Data has shown the Dutch to be the tallest nationality in the world, with men currently averaging 183cm yet Gemmill measured just 165cm tall.
“Undoubtedly his short stature, with his low centre of gravity, enabled him to dodge between defenders more effectively than could a taller player,” said Dr Smith.
“And Gordon Strachan (height 168cm) scored a cracker against West Germany in the World Cup finals in 1986.”
There is a trend that countries in southern Europe, such as Spain, are slightly shorter on average than those further north.
This does not seem to affect the nations in terms of football, however, with the Spain starting line-up which won the 2010 World Cup final against Holland averaging 180cm – shorter than the average height of Strachan’s team (181cm) from Sunday night.
Dr Smith, one of four principal investigators for genetic analysis resource Generation Scotland, said he thinks Strachan’s tongue was “firmly lodged in his cheek” when he made the comments.
However, Dr Smith said the Scotland manager did have something right when Strachan said: “Genetically we have to work at things, maybe we get big women and men together and see what we can do.”

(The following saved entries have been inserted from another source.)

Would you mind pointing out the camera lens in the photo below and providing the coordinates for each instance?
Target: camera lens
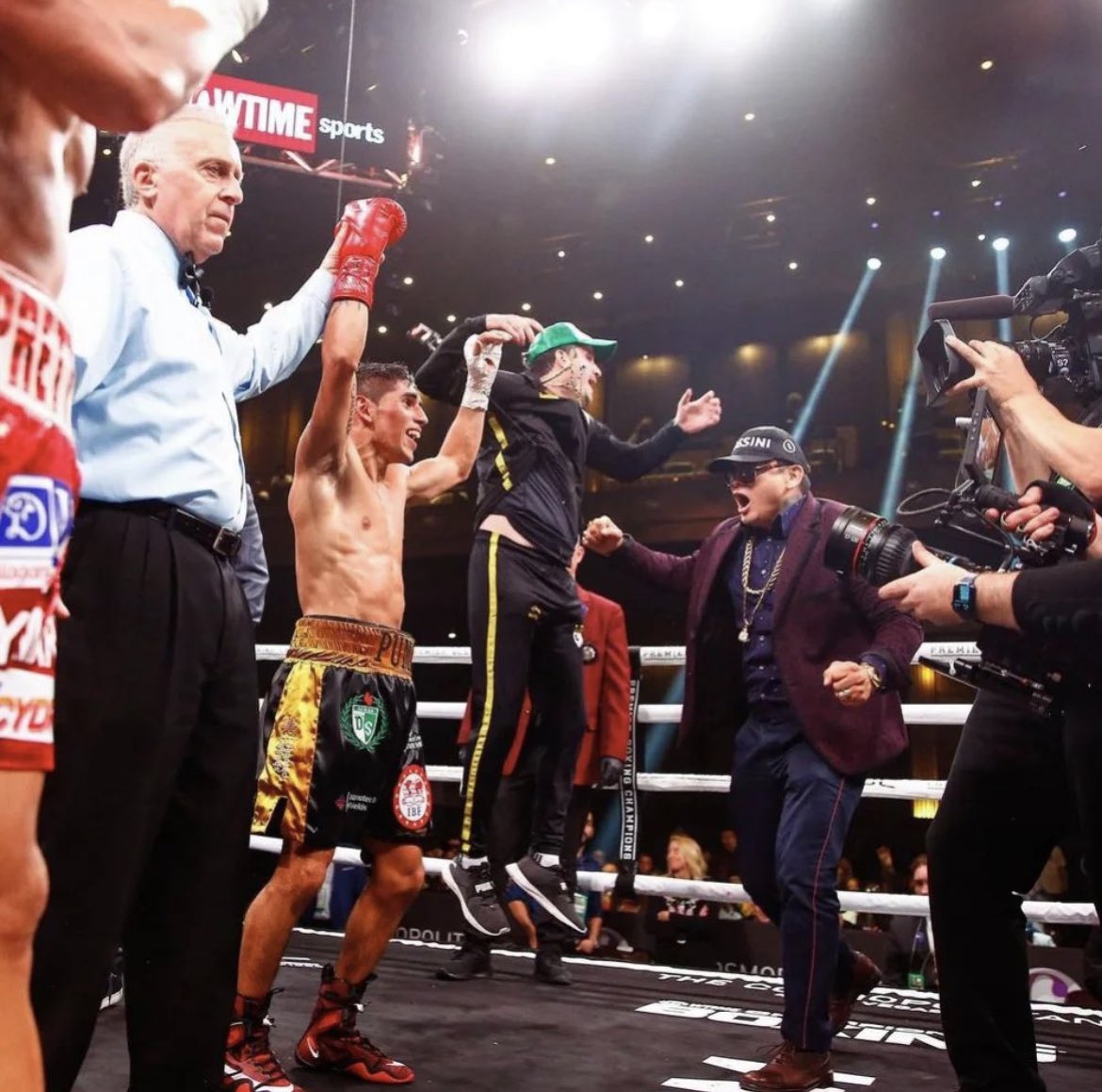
(866, 545)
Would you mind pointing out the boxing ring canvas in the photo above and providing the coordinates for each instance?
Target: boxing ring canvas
(618, 1028)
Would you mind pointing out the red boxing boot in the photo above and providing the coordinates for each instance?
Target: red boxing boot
(373, 225)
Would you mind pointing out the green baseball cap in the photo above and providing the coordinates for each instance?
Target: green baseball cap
(561, 334)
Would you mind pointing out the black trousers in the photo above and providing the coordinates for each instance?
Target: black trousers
(510, 833)
(524, 618)
(144, 823)
(1015, 786)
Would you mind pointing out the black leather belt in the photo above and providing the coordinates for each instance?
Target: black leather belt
(219, 540)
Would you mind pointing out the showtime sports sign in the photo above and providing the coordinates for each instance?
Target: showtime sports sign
(280, 117)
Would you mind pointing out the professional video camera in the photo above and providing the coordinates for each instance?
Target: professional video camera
(1072, 350)
(867, 545)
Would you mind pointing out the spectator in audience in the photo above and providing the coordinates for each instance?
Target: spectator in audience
(911, 960)
(682, 927)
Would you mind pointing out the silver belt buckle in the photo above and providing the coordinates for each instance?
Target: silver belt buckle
(220, 540)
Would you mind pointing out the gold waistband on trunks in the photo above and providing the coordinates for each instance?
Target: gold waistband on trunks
(37, 367)
(344, 643)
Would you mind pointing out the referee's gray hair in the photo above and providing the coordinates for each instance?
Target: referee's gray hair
(150, 147)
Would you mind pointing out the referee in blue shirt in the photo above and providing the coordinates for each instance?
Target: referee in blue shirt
(144, 824)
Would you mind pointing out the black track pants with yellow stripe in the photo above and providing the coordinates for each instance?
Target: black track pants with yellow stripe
(525, 619)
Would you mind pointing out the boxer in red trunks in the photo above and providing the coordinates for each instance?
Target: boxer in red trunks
(65, 67)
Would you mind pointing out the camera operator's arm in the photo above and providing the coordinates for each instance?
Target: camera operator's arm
(1059, 602)
(928, 594)
(1039, 437)
(1037, 521)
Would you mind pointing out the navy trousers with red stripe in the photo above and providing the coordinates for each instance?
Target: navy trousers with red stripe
(791, 812)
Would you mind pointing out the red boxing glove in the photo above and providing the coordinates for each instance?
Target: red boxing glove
(373, 225)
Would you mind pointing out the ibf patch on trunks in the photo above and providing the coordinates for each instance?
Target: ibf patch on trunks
(344, 758)
(36, 524)
(413, 798)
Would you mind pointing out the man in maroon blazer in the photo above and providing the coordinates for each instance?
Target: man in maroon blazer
(803, 667)
(607, 677)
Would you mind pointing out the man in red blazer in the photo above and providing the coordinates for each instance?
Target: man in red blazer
(802, 667)
(607, 676)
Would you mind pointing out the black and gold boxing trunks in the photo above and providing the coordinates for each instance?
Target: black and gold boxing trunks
(344, 758)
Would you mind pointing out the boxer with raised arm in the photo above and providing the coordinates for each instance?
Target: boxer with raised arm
(344, 758)
(65, 67)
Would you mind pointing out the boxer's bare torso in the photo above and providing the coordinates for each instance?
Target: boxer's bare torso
(348, 533)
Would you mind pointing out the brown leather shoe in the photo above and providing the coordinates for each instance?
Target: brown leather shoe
(867, 974)
(790, 1070)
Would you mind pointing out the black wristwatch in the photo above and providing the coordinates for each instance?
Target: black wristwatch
(964, 596)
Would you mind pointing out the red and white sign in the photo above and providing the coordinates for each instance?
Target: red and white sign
(265, 114)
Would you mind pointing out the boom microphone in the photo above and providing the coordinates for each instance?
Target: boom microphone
(980, 306)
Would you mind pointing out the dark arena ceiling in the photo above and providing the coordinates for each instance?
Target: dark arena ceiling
(741, 137)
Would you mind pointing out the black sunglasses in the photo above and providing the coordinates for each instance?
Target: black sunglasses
(751, 474)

“Height is a product of the genes we inherit from both parents, therefore Strachan is correct in saying that a tall woman mating with a tall man is likely to produce tall children,” Dr Smith said.
He added: “There is no other way to ‘work on the genetics’ and such social engineering is unlikely to be acceptable.”
Dr Smith noted that about 20% of an individual’s height was due to environment rather than genetics, however, and this has implications on averages on a national scale.
Height is one of the key measurements used to identify malnutrition and environmental factors such as diet are deemed by experts to be inherently linked to nations’ average heights.